Kapanmaların toplumsal, iktisadi birçok boyutunun olduğunu vurgulayan Çalışkan, şunları kaydetti:
“Tam kapanma en son deva olarak her vakit elimizin altında lakin kar-zarar hesabı burada çok değerli. Tabiki can çok kıymetli, değerli. Ancak çok daha kolay önlemlerle biz bu işin önünü alabilecekken, bu kadar katı bir önlem… Vilayet içi geçişleri engellemenin zahmeti de kelam konusu iken tek bir vilayet için ne kadar gerçekeleştirebileceğimizi açıkcası öngöremiyorum.”
Bölge tabanlı sınırlama
“Şu anda o kadar aciliyeti olan bir noktada değiliz” diyen Prof.
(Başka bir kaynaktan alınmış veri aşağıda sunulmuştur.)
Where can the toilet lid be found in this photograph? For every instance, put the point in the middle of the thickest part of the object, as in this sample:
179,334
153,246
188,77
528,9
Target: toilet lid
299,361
Dr. Çalışkan, şunları söz etti: “Belki geçen sene nisan ayında olduğu üzere kentler ortası erişimde sınırlamalar getirilebilir. Ancak dediğim üzere tek bir vilayet seviyesinde bu çok manalı gözükmüyor. Bölgesel olabilir. Vilayet bazındansa bölge tabanlı bir geçiş sınırlaması çok daha uygun olur. Tüm Türkiye’nin kapanması noktasında olduğumuzu düşünmüyorum. Tek bir ilin, tek başına kapanması, bu coğrafik yerleşimde çok muhtemel gözükmüyor. İş yeri öteki vilayette olan beşerler var. Ankara’da ikamet edip de Kırıkkale’de üniversitede okuyan, fabrikada çalışan pek çok insan var. Hasebiyle bu tıp bölgesel düzenlemeler, radikal kararlarda öne çıkabilir. Şu anki yapıda tek başına bir ilin kapanması mümkün gözükmüyor.”